I was cubing with Oscar on Twist The Web when he gave me this new ortega algorithm. Even though I use full cll sometimes its helpful to know fast ortega algorithms, and i thought the majority of speedcubers would also agree. 

Oscar's Channels: 
http://www.youtube.com/user/Minxer2011
http://www.youtube.com/user/odder93

Algorithm: R2 U' R2 [U' D' ] R2 U' R2


----------



## JyH (Jul 16, 2011)

I find R2 U' R2' U2' y R2 U' R2' much faster...


----------



## OMGitsSolved (Jul 16, 2011)

JyH said:


> I find R2 U' R2' U2' y R2 U' R2' much faster...


 
+1


----------



## chicken9290 (Jul 16, 2011)

JyH said:


> I find R2 U' R2' U2' y R2 U' R2' much faster...



in the video i also explain that you could do that but with the other one i averaged 1.32. and with the other version i averaged 1.54. so for now ill just be using the original. But thanks


----------



## OMGitsSolved (Jul 16, 2011)

And I don't even think Odder uses that channel anymore. It's Minxer2011, right? How do you know he developed this alg?


----------



## cuberkid10 (Jul 16, 2011)

Becuase he said so himself. I was there.


----------



## OMGitsSolved (Jul 16, 2011)

cuberkid10 said:


> Because he said so himself. I was there.


Fixed. Yeah, but was it really worthy to make a thread about it?


----------



## chicken9290 (Jul 16, 2011)

OMGitsSolved said:


> And I don't even think Odder uses that channel anymore.
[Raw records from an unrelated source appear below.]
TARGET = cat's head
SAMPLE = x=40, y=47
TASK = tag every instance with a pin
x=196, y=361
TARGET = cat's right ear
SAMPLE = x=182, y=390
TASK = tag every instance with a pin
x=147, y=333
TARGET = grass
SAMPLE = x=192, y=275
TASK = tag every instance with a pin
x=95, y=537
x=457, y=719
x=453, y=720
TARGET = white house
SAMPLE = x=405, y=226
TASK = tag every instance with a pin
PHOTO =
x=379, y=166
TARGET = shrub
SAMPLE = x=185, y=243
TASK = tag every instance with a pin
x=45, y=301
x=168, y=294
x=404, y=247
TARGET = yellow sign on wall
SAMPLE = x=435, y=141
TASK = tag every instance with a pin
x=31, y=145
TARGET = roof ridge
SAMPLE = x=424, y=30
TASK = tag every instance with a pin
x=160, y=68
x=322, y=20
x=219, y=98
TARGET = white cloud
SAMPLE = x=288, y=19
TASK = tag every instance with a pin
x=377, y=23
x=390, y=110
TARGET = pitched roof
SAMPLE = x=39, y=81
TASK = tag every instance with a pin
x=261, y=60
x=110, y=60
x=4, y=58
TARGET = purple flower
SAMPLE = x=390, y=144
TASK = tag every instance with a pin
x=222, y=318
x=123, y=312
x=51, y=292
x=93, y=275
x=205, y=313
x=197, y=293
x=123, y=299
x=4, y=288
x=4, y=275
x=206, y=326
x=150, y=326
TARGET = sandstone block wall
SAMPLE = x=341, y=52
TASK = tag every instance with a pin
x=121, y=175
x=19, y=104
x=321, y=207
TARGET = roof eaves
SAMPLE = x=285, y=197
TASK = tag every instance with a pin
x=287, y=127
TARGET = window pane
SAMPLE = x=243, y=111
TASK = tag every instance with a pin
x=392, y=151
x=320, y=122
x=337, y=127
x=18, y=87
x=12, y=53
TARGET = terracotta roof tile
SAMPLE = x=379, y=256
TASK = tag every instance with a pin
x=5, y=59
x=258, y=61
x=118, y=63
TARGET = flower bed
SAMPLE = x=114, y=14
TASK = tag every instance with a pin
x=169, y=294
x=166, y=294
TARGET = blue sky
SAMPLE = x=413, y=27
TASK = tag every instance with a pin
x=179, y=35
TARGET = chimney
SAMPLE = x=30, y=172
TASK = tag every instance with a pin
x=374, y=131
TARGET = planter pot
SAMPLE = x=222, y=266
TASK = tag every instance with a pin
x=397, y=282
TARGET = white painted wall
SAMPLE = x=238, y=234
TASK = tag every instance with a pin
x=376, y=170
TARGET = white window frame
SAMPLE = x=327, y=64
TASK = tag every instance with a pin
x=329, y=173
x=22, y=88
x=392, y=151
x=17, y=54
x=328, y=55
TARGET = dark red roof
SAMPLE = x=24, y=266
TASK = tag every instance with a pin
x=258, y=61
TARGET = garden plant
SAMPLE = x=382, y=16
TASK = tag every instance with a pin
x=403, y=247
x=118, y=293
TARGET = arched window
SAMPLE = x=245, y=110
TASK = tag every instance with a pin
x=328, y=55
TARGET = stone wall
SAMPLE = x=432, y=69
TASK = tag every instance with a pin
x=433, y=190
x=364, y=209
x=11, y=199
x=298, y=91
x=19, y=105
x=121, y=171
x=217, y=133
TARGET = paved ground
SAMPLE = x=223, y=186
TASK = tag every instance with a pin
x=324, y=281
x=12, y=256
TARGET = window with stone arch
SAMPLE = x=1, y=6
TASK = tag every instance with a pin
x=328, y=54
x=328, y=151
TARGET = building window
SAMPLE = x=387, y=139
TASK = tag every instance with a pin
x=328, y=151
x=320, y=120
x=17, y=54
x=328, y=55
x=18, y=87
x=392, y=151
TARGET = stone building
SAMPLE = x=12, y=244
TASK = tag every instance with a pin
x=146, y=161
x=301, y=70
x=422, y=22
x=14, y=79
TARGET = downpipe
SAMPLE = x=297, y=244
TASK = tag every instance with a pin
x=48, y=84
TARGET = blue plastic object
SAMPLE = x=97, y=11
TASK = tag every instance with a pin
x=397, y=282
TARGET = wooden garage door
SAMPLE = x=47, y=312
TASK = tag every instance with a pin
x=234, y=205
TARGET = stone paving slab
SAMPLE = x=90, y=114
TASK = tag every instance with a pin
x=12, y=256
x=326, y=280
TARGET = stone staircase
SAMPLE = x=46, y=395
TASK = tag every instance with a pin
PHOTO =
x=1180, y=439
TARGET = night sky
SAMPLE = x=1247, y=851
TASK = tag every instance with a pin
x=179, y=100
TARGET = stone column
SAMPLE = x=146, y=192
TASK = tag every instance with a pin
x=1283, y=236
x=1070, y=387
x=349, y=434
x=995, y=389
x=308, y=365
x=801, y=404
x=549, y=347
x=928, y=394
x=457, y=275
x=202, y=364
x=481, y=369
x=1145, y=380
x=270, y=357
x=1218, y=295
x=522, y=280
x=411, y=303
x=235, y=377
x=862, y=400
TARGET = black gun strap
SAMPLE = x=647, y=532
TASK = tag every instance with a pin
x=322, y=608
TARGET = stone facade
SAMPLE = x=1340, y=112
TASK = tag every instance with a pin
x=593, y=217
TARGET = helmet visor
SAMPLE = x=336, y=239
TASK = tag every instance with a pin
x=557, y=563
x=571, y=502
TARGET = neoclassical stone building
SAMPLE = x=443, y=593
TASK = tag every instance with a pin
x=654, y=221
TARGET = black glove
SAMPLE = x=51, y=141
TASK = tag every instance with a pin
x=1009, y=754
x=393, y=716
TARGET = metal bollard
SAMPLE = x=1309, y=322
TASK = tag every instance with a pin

It's Minxer2011, right? How do you know he developed this alg?



There were witnesses in the room i doubt he would feel to not tell the truth about the case he made.

He also made other cases that i could put put up like the y perm on top and j perm on bottom


----------



## Stefan (Jul 16, 2011)

Is this a dumb joke or do you really think this is something new?


----------



## nlCuber22 (Jul 16, 2011)

Setup: R U' R' y'

uh how to sorve

d' U R U R'
omg newalg


----------



## blah (Jul 16, 2011)

1. he really thinks this is something new
2. he's still doing it slow
3. because he's doing it wrong


----------



## JyH (Jul 16, 2011)

You sound like a complete kissass the Odder during this video.


----------



## nlCuber22 (Jul 16, 2011)

Ask Shaden how to do this right.


----------



## ben1996123 (Jul 16, 2011)

lololol

troll



Spoiler


----------



## vcuber13 (Jul 17, 2011)

youve never solved a sq1 have you?


----------



## OMGitsSolved (Jul 17, 2011)

nlCuber22 said:


> Setup: R U' R' y'
> 
> uh how to sorve
> 
> ...


 
Lol


----------



## RyanReese09 (Jul 17, 2011)

vcuber13 said:


> youve never solved a sq1 have you?


 
Nice.


----------



## Kirjava (Jul 17, 2011)

even if this was new, new algs don't really need entire topics to themselves. there's a thread for that.


----------